Keterlibatan generasi muda
tersebut menjadi bagian dari upaya regenerasi pelaku seni sekaligus memperkuat
pelestarian budaya daerah.
Ratusan penari tersebut merupakan
hasil seleksi dari sekitar 1.100 peserta yang berasal dari 114 sekolah dan 29
sanggar tari di Kabupaten Lumajang. Setelah melalui proses kurasi dan
pembinaan, mereka dipercaya tampil membawakan pertunjukan yang mengangkat
kekayaan seni tradisi daerah.
Bupati Lumajang, Indah
Amperawati, mengatakan keterlibatan pelajar dan generasi muda merupakan
investasi jangka panjang untuk menjaga keberlangsungan budaya lokal.
"Pelestarian budaya tidak
cukup hanya melalui festival atau pertunjukan.
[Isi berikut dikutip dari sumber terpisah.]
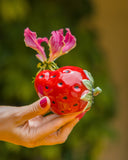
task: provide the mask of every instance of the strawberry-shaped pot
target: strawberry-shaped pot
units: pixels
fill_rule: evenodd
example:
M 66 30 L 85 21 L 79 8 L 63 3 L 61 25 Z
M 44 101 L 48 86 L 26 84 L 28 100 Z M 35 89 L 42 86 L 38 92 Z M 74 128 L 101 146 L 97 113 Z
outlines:
M 91 108 L 93 97 L 101 92 L 99 87 L 94 87 L 94 80 L 87 70 L 75 66 L 58 68 L 54 60 L 68 53 L 75 47 L 76 39 L 69 29 L 63 36 L 63 30 L 53 31 L 50 40 L 37 38 L 36 33 L 25 29 L 26 46 L 38 52 L 36 57 L 42 62 L 34 81 L 38 96 L 48 96 L 51 100 L 51 111 L 65 115 L 78 111 L 88 111 Z M 50 48 L 47 60 L 42 42 Z

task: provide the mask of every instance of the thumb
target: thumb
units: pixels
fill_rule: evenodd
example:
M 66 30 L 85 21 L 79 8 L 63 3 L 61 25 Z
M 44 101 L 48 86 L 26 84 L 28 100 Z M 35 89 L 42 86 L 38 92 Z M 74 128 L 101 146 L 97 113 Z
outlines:
M 43 97 L 38 101 L 20 108 L 20 120 L 27 121 L 32 119 L 38 115 L 46 114 L 50 109 L 50 100 L 48 97 Z

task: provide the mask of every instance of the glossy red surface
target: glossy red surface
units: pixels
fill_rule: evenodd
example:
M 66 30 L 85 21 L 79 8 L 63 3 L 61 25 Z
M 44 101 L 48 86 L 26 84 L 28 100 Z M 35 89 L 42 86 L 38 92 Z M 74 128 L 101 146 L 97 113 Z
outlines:
M 35 89 L 39 97 L 48 96 L 51 110 L 64 115 L 82 111 L 87 102 L 80 99 L 87 90 L 82 79 L 88 79 L 84 71 L 75 66 L 61 67 L 58 70 L 41 71 L 35 78 Z

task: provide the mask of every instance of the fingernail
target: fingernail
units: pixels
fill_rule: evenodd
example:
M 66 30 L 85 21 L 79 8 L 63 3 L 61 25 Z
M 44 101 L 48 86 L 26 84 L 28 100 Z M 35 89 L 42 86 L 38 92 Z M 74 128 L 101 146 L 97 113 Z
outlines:
M 76 116 L 76 118 L 78 118 L 80 120 L 81 118 L 83 118 L 83 116 L 85 115 L 85 113 L 86 113 L 86 111 L 80 113 L 78 116 Z
M 40 106 L 42 108 L 45 108 L 47 106 L 47 98 L 43 98 L 41 101 L 40 101 Z

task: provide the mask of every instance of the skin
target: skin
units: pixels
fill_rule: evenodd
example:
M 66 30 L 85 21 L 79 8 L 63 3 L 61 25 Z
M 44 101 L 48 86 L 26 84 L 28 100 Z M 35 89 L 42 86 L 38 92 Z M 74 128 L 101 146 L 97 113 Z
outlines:
M 1 141 L 33 148 L 61 144 L 67 140 L 79 121 L 80 112 L 65 116 L 45 116 L 50 109 L 50 100 L 47 97 L 44 108 L 40 106 L 40 100 L 21 107 L 0 106 Z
Yang paling penting adalah
menanamkan rasa memiliki kepada generasi muda. Ketika mereka memahami makna
budaya daerahnya, di situlah warisan budaya akan terus hidup," ujar Bunda
Indah.
Menurutnya, proses latihan yang
dijalani para peserta tidak hanya bertujuan mempersiapkan penampilan, tetapi
juga membentuk karakter melalui nilai kedisiplinan, kerja sama, tanggung jawab,
serta kecintaan terhadap budaya daerah.
Ia menambahkan, keterlibatan
sekolah, sanggar tari, seniman, guru, dan orang tua menjadi bukti bahwa
pelestarian budaya merupakan tanggung jawab bersama. Kolaborasi tersebut
dinilai penting untuk memastikan regenerasi pelaku seni terus berjalan di
Kabupaten Lumajang.
Selain menghasilkan pertunjukan
yang berkualitas, pembinaan yang dilakukan juga menjadi sarana bagi generasi
muda untuk mengenal sejarah, filosofi, dan nilai-nilai budaya lokal sebagai
bagian dari pembentukan karakter.
Pemerintah Kabupaten Lumajang
berharap pembinaan yang berkelanjutan mampu melahirkan lebih banyak generasi
muda yang menjadi pelestari budaya sekaligus duta seni yang memperkenalkan
kekayaan tradisi Lumajang kepada masyarakat yang lebih luas.